Thursday, September 29, 2011

The Trial Penalty: How Prosecutorial Authority has Made Trial Obsolete

In the courtroom and during plea negotiations, many practitioners warn of the “trial penalty.” According to the New York Times the phrase refers to the fact that the sentences for people who go to trial have grown harsher relative to sentences for those who agree to a plea.
In some jurisdictions, this gap has widened so much it has become coercive and is used to punish defendants for exercising their right to trial, some legal experts say.
“Legislators want to make it easy for prosecutors to get the conviction without having to go to trial,” Rachel Barkow, a professor of law at New York University told the Times. “And prosecutors who are starved for resources want to use that leverage. And so now everyone acts with the assumption that the case should end with a plea.”
“When you have that attitude,” she said, “you penalize people who have the nerve to go to trial.”
Prosecutors say they are giving defendants options and are merely charging them based on what is allowed under the law for those who turn down pleas.
While legal experts say the effect is clear in persuading more defendants to forgo trials, the trial penalty is hard to quantify without examining individual cases and negotiations between prosecutors and defense lawyers, reported the Times.
That is because threats of harsher charges against defendants who reject plea deals often are the most influential factor in the outcome of a case, but this interplay is never reflected in official data.
“How many times is a mandatory sentence used as a chip in order to coerce a plea? They don’t keep records,” Senior Judge John L. Kane Jr. of United States District Court in Denver told the Times.
Some experts say the process has become coercive in many state and federal jurisdictions, forcing defendants to weigh their options based on the relative risks of facing a judge and jury rather than simple matters of guilt or innocence. In effect, prosecutors are giving defendants more reasons to avoid having their day in court.

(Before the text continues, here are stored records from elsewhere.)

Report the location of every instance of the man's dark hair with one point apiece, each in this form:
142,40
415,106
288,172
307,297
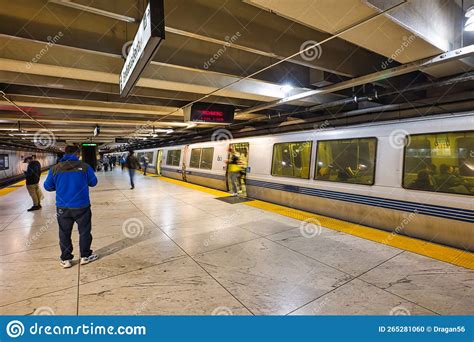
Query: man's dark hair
71,149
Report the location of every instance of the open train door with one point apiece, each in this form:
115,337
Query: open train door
159,159
242,152
183,164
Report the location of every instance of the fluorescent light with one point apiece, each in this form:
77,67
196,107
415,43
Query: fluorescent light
469,25
286,89
470,12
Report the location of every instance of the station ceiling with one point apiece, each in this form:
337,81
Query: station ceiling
60,61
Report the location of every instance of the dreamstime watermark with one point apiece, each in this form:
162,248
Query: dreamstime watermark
399,229
399,138
133,228
51,42
222,311
310,50
43,229
228,42
221,134
400,311
407,41
310,228
44,139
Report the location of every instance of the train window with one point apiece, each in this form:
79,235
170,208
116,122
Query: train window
292,159
4,162
195,158
206,158
440,162
346,161
146,155
173,157
201,158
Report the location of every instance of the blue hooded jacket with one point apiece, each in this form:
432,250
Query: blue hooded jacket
71,179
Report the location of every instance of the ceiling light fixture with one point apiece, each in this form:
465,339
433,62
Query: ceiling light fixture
469,25
286,89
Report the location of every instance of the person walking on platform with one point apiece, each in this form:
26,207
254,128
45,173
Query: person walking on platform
145,164
131,163
105,162
71,179
113,161
33,174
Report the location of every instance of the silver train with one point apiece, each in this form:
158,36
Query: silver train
413,177
12,165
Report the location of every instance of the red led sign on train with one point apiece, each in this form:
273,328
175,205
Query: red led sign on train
210,113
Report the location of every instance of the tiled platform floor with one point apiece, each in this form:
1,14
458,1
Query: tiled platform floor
167,249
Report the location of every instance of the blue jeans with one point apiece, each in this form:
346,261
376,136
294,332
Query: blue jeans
131,172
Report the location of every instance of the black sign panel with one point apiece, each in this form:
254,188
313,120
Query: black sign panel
148,38
211,113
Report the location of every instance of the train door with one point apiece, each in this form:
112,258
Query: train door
159,157
241,150
183,167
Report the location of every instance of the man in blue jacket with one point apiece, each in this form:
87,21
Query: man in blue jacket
71,179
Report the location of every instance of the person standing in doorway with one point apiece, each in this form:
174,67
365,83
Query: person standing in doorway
131,163
234,174
71,179
33,174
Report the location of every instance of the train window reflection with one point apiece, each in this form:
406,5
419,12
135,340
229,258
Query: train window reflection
346,161
201,158
173,157
206,158
441,162
292,159
195,158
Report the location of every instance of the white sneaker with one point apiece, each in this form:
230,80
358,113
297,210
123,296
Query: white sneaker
66,263
89,259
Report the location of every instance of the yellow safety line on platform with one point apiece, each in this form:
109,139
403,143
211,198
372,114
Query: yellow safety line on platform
15,186
195,187
439,252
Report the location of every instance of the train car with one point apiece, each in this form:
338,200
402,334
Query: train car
412,177
12,164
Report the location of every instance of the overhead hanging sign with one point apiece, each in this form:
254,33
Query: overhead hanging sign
150,34
209,113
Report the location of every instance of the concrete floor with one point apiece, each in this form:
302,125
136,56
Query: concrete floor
169,250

“We now have an incredible concentration of power in the hands of prosecutors,” Richard E. Myers II, a former assistant United States attorney who is now an associate professor of law at the University of North Carolina told the Times. He said that so much influence now resides with prosecutors that “in the wrong hands, the criminal justice system can be held hostage.”

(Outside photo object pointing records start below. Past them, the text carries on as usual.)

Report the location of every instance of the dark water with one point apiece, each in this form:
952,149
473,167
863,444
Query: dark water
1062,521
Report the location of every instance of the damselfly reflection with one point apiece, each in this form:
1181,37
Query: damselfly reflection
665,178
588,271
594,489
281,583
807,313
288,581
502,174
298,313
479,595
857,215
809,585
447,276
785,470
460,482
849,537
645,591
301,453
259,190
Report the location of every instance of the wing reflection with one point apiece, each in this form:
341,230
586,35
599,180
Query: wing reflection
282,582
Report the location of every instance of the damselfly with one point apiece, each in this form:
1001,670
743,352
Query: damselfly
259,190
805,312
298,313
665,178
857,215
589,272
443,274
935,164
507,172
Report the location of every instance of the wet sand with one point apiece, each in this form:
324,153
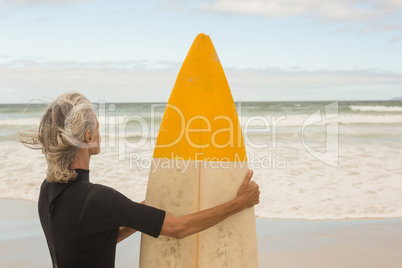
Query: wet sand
281,243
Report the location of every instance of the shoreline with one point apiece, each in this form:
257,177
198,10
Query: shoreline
274,219
282,243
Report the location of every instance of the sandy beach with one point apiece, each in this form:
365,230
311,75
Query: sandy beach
281,243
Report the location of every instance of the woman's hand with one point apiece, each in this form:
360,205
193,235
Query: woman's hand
249,193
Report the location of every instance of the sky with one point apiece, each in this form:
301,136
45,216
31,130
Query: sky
131,51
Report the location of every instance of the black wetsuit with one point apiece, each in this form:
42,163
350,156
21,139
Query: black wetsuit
81,221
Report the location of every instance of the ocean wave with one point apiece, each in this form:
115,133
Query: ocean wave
376,108
20,122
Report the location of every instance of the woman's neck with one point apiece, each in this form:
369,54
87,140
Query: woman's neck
82,159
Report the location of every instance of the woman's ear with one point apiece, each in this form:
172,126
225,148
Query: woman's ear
88,136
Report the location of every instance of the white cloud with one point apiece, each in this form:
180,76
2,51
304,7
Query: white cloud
152,81
372,15
24,3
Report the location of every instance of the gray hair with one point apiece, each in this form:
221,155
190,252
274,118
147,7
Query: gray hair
61,134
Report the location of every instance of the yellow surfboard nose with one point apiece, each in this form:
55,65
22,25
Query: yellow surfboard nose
200,121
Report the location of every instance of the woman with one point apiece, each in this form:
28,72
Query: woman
82,221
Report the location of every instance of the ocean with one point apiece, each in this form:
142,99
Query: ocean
312,160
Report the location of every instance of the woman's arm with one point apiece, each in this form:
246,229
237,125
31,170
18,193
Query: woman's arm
125,232
180,227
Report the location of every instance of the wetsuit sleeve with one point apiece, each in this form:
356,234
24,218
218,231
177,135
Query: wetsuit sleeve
140,217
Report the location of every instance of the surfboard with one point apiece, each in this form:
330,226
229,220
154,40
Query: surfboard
199,162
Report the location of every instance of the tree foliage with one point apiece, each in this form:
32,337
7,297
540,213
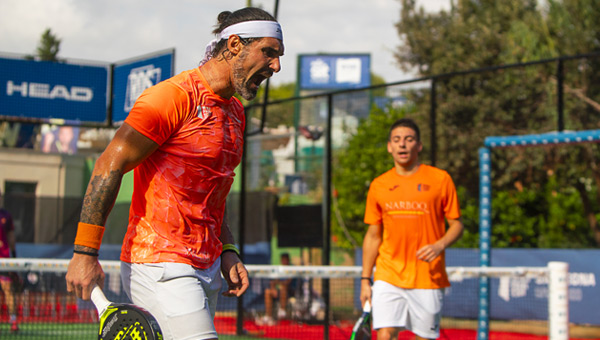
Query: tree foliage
485,33
542,197
48,47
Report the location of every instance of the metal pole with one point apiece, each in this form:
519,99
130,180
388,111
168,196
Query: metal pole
559,95
327,213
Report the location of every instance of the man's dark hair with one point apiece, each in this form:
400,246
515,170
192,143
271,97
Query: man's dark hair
227,18
405,122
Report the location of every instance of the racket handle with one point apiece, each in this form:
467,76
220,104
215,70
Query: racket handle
99,300
367,307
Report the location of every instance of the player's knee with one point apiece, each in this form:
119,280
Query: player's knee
387,334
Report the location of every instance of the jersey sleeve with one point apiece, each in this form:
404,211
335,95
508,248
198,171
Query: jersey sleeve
450,202
159,111
372,210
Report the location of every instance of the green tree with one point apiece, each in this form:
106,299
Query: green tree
484,33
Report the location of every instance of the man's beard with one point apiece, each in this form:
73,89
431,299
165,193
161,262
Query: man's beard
240,83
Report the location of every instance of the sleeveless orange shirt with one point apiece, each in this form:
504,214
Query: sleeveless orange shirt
412,211
180,190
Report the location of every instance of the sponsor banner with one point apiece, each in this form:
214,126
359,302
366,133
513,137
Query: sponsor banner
525,298
324,71
520,298
131,78
43,90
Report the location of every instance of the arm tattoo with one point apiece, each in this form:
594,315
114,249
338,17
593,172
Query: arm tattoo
100,198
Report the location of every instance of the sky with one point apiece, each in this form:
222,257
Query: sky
115,30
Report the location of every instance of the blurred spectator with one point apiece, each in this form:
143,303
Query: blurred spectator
281,290
60,140
7,249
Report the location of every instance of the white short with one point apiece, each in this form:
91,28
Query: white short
183,299
418,310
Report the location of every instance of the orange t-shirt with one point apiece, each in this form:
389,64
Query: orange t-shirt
412,211
180,190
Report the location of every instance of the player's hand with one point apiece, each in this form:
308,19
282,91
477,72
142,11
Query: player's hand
429,252
365,292
235,274
83,273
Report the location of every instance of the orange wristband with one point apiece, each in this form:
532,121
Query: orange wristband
89,235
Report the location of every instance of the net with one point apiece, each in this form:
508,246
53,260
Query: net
47,311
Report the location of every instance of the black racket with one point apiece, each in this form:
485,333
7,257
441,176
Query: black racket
362,327
120,321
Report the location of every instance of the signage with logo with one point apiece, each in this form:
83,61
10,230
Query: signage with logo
131,78
43,90
334,71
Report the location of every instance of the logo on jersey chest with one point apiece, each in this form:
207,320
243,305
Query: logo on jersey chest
204,112
423,187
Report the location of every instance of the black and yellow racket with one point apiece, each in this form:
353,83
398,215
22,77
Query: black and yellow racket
120,321
362,327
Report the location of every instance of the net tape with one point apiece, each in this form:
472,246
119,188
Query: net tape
274,272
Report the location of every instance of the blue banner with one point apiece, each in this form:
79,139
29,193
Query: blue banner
523,298
131,78
53,90
323,71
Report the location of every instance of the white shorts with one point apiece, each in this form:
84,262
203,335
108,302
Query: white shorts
183,299
418,310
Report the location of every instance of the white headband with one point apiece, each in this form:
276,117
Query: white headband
246,29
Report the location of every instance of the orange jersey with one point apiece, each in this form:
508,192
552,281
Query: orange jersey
412,211
180,190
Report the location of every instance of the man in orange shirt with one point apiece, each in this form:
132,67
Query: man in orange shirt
183,138
406,209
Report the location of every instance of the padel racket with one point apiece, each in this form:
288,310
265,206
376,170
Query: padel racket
362,327
120,321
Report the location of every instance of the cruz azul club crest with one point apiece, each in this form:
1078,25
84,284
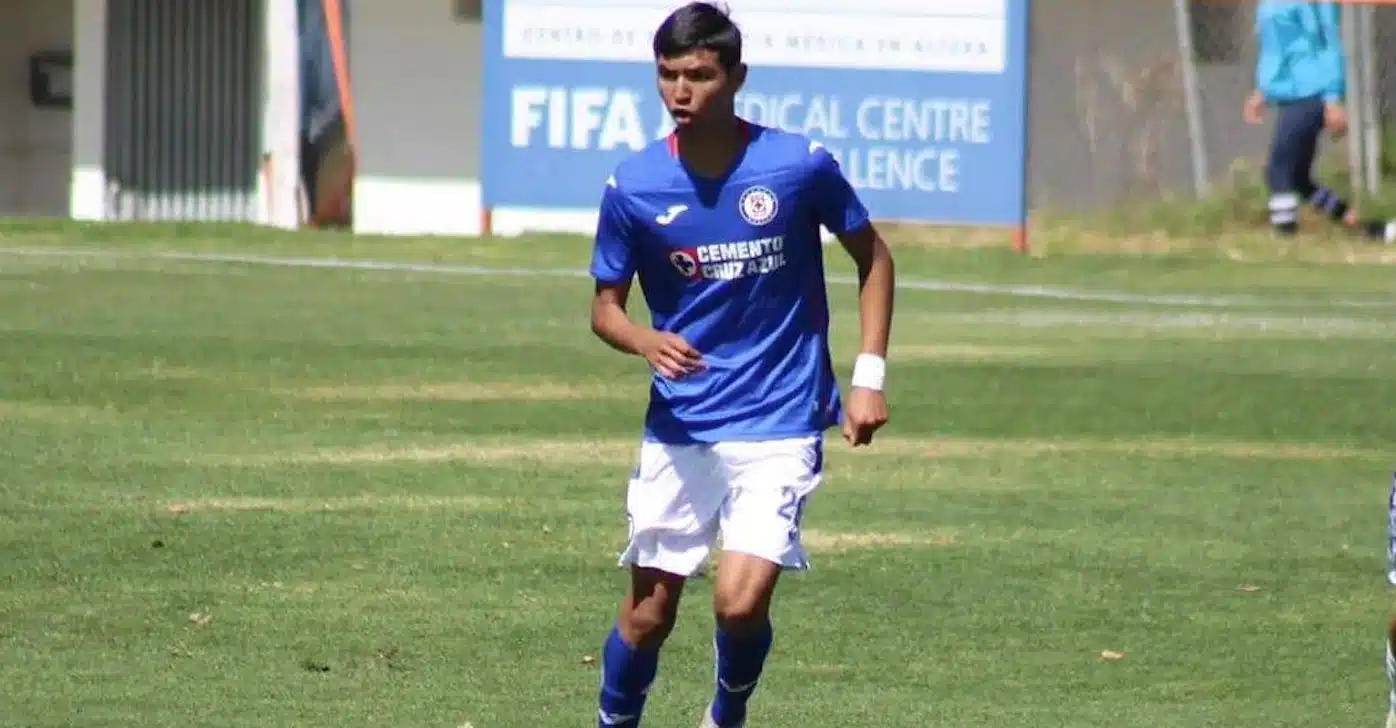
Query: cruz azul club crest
758,206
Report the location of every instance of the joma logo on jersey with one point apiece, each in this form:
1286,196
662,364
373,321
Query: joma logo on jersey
728,261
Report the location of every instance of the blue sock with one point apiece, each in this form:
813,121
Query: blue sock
740,660
627,674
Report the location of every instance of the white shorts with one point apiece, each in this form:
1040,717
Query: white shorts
681,498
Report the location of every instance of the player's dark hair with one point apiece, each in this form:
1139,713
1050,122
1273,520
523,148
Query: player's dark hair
700,27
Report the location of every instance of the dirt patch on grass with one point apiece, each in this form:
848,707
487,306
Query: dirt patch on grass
620,453
965,352
52,412
836,541
959,447
465,391
325,505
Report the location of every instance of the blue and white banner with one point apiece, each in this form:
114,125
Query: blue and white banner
922,101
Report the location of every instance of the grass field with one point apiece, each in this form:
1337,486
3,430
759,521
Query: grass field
247,495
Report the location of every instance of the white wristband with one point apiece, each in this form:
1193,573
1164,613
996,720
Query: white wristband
869,372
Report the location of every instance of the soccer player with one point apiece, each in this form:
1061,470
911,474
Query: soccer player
1300,70
721,224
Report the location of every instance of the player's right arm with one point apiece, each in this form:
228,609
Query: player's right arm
613,268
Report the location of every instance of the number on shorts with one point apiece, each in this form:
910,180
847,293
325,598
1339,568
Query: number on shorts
792,509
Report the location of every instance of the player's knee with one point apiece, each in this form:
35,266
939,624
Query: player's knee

One crucial, if unheralded, effect of this shift is now coming into sharper view, according to academics who study the issue. According to the Times, growing prosecutorial power is a significant reason that the percentage of felony cases that go to trial has dropped sharply in many places.
Plea bargains have been common for more than a century, but lately they have begun to put the trial system out of business in some courtrooms. By one count, fewer than one in 40 felony cases now make it to trial, according to data from nine states that have published such records since the 1970s, when the ratio was about one in 12. The decline has been even steeper in federal district courts, reported the Times.